Build, don't destroy: Why I'm bullish about Lagos - cyberomin
http://cyberomin.github.io/ecosystem/2015/11/28/build-dont-tear.html
======
kristopolous
I've had my eye on Lagos for about 12 years but never been adventurous enough
to take the investment plunge. My logic for it is more based in how I, as a
mostly anti-capitalist* thinks capital works.

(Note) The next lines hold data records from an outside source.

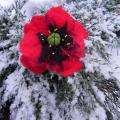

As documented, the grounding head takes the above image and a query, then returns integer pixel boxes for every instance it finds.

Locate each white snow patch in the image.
[72,108,86,120]
[0,0,14,7]
[110,48,120,81]
[92,85,105,102]
[22,0,64,21]
[68,77,74,84]
[89,104,106,120]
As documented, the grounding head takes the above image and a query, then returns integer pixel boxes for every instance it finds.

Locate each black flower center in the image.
[37,23,74,68]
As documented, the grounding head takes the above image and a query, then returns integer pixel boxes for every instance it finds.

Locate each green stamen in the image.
[47,33,61,46]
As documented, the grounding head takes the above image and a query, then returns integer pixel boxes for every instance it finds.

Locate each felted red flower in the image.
[19,6,88,77]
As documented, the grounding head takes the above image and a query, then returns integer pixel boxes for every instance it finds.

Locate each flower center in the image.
[47,33,61,46]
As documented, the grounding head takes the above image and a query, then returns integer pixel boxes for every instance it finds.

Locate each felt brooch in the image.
[19,6,88,77]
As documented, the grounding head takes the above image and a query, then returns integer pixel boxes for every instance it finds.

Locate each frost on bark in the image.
[0,0,120,120]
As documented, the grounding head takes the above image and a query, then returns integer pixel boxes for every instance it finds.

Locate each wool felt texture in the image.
[19,6,88,77]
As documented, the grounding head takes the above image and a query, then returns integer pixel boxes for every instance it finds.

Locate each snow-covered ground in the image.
[0,0,14,7]
[0,0,64,20]
[0,0,64,7]
[0,0,120,120]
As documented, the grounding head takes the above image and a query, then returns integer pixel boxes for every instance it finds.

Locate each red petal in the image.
[60,57,85,77]
[61,42,85,58]
[69,50,85,58]
[46,6,74,33]
[20,55,47,74]
[71,20,88,45]
[69,41,86,58]
[47,57,84,77]
[19,31,42,61]
[24,23,35,34]
[24,15,49,35]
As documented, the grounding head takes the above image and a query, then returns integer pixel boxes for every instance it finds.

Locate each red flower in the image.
[20,6,88,77]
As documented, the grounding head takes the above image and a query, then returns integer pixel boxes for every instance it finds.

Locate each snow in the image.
[89,104,106,120]
[97,48,120,80]
[68,77,74,84]
[0,0,14,7]
[92,85,105,102]
[110,49,120,77]
[71,108,85,120]
[0,0,64,21]
[0,0,63,7]
[0,0,120,120]
[21,0,64,21]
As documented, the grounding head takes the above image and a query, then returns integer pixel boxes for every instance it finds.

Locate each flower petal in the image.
[20,6,88,77]
[24,23,33,34]
[60,58,84,77]
[46,6,74,33]
[20,31,42,61]
[20,55,47,74]
[47,57,84,77]
[69,41,85,58]
[24,16,49,35]
[71,20,88,45]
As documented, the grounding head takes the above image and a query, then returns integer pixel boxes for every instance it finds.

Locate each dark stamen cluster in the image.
[37,24,73,67]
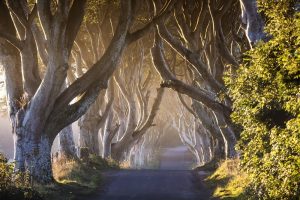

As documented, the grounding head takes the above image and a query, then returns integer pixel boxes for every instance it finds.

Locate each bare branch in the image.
[157,21,223,93]
[0,31,24,50]
[28,4,37,25]
[65,0,87,54]
[0,2,24,50]
[6,0,29,29]
[208,0,239,67]
[126,0,177,44]
[133,88,165,138]
[177,93,198,118]
[37,0,52,39]
[53,0,133,113]
[151,32,230,115]
[45,83,102,139]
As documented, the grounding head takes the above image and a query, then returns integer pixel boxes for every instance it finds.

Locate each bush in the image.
[226,1,300,199]
[88,155,120,170]
[0,153,42,200]
[0,153,12,189]
[206,159,250,199]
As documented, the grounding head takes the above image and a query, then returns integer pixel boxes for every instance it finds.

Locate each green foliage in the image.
[40,155,120,200]
[0,153,11,189]
[85,0,119,24]
[0,153,42,200]
[206,159,251,200]
[226,0,300,199]
[88,154,120,170]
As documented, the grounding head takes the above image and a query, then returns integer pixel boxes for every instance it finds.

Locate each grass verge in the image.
[205,159,251,200]
[36,155,120,200]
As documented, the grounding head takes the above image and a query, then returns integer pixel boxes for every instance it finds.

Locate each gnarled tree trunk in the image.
[58,125,77,160]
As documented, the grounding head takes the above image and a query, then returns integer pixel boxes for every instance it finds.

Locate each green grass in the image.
[0,152,120,200]
[206,159,251,200]
[36,155,120,200]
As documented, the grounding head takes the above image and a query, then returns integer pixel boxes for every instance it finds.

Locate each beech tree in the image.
[73,1,118,157]
[0,0,270,184]
[57,126,77,159]
[130,128,162,168]
[150,0,265,163]
[111,53,165,160]
[173,112,209,166]
[0,0,174,183]
[101,79,119,158]
[151,0,243,162]
[239,0,266,47]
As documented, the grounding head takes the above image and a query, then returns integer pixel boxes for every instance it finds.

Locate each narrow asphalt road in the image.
[81,147,215,200]
[87,169,214,200]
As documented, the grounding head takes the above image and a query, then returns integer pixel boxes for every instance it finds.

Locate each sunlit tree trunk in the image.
[239,0,266,46]
[102,110,119,158]
[77,92,105,157]
[58,125,77,159]
[0,0,138,183]
[112,61,165,161]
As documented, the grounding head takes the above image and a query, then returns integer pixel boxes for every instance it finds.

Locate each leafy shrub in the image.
[0,153,12,189]
[88,154,120,170]
[226,0,300,199]
[206,159,250,199]
[0,153,42,200]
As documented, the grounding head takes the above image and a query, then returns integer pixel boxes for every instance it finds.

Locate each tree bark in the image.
[58,125,77,160]
[14,120,54,183]
[192,101,226,161]
[111,80,164,161]
[102,111,120,158]
[239,0,266,46]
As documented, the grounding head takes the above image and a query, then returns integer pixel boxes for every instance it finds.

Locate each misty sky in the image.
[0,116,13,158]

The trick for me is whether, like China, Nigeria will grow its own industry,
or like say, Bangladesh, where the long-term prospects continue to be mostly
external exploitation.

This depends on so many things, such as how property and capital are treated
culturally, whether there's a strong entrepreneurial or self-directed
narrative.

Then there's the possibility that the investments themselves may not be
honored. There's been a history of countries electing leaders that kick out
foreign investors and seize the land, factories, and industries.

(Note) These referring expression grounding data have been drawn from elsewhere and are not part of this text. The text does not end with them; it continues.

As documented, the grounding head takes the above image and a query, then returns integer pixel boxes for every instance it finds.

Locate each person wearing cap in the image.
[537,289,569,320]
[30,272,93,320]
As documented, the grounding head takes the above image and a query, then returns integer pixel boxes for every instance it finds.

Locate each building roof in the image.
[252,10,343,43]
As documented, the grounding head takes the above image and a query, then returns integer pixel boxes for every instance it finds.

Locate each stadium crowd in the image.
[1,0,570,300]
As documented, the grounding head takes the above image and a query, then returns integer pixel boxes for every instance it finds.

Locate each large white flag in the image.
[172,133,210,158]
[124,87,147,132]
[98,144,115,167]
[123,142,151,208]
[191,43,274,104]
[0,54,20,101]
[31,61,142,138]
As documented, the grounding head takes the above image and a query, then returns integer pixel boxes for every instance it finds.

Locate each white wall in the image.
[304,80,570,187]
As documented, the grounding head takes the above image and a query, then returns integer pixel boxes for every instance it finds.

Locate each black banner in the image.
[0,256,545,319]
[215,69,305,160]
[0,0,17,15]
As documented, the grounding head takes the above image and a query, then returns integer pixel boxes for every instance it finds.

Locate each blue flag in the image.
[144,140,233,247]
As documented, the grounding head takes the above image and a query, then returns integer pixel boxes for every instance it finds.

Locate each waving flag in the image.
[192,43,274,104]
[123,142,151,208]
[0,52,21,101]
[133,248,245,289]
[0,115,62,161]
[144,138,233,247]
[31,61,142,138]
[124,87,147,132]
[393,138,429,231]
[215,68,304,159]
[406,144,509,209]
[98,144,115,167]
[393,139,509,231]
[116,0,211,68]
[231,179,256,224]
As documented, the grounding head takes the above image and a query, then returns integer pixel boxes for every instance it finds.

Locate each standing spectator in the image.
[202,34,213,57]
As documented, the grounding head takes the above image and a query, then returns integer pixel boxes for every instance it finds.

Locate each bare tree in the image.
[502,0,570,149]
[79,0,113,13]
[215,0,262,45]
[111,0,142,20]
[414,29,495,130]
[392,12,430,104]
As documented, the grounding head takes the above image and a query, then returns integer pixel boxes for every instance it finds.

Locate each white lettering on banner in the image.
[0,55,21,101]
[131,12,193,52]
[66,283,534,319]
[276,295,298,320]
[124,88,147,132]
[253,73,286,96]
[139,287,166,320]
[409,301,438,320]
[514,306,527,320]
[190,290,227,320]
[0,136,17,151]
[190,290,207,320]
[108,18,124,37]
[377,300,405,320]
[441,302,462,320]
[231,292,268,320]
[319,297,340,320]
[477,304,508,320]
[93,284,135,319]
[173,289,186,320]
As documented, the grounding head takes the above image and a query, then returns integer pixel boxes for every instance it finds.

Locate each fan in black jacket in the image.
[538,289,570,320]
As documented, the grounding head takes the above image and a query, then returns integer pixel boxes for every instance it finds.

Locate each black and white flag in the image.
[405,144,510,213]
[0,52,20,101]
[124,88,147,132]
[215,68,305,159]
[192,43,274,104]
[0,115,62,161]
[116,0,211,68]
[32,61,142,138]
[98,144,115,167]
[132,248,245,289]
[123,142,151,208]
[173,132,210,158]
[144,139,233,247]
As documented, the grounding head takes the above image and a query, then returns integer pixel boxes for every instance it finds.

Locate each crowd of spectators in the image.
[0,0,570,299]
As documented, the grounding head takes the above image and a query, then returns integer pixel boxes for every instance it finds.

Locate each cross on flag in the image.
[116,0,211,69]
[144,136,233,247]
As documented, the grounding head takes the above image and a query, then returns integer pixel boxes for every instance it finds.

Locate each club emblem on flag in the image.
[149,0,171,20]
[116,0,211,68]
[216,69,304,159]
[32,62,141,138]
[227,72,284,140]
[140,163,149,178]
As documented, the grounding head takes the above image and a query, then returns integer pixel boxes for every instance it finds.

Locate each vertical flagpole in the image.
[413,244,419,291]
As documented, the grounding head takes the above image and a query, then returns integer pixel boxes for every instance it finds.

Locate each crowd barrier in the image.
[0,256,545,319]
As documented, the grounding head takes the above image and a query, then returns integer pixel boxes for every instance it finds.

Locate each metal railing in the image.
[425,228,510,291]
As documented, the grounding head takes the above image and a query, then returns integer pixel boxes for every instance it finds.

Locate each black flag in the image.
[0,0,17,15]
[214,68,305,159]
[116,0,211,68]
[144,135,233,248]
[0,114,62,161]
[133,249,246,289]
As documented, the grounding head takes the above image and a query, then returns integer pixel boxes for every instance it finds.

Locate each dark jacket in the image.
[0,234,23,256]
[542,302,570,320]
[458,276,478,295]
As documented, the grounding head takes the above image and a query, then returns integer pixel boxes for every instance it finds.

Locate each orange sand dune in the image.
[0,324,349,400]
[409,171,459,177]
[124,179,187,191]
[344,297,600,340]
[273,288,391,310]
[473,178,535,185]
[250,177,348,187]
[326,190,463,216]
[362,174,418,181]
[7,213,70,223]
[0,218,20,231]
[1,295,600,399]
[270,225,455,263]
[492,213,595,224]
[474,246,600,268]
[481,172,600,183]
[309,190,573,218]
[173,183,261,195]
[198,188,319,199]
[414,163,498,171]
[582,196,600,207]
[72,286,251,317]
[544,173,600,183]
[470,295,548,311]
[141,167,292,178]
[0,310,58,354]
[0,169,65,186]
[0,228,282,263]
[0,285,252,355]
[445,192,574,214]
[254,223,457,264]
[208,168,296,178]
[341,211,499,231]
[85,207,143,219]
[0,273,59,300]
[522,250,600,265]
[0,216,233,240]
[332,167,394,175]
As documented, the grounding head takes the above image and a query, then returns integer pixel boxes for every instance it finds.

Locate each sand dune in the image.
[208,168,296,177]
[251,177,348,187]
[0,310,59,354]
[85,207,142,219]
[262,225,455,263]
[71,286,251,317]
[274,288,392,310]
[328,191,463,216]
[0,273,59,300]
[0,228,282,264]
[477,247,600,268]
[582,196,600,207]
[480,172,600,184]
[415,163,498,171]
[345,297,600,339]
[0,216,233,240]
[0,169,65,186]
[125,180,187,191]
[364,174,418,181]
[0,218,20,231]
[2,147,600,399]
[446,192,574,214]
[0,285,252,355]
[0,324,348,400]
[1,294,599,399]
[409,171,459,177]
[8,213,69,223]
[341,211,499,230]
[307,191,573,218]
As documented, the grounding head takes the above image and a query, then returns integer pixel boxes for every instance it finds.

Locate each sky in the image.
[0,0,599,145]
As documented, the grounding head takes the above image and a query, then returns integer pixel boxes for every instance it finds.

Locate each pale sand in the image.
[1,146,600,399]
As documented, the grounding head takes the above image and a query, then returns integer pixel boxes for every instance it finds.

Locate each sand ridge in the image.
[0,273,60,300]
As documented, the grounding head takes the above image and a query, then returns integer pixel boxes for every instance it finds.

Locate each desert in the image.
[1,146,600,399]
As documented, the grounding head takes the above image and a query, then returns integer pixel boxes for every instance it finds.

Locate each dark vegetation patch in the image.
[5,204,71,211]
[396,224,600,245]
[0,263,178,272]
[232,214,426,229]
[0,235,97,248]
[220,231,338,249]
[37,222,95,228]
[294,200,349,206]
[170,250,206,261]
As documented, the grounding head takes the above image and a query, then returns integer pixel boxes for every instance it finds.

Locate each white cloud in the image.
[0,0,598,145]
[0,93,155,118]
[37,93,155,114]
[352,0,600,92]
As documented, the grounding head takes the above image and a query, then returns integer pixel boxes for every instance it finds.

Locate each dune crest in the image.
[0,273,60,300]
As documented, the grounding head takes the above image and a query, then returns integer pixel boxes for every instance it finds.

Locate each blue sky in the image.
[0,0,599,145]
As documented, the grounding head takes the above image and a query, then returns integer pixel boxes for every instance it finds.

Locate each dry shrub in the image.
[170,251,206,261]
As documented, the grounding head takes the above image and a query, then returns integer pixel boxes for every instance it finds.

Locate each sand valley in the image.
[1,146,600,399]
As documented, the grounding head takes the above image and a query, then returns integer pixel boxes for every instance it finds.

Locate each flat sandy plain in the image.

This is especially an issue, because I'd expect return in a Lagos investment,
if it were to come, to be big but on a 5-15 year scale, not 12-18 month. I
think I've got only 1 holding at most, in my portfolio that I've had for 15
years. Committing to Lagos for that time period just sounds like a trip to
Vegas. In the world of investment, I'm on the 80% 2nd wave on this for sure.

I really want Lagos to succeed, but I have too much internal FUD about it to
put my money where my mouth is.

* "Anti-capitalism" here is meant to mean that I am skeptical and overly-pessimistic of the systemic process of capitalism and view it as an unstable, irresponsible, and unfair system. I think most of the promises are a particular kind of fiction and invest according to my perception of the reality. My portfolio return is within a std dev of the s&p ... so no magic here.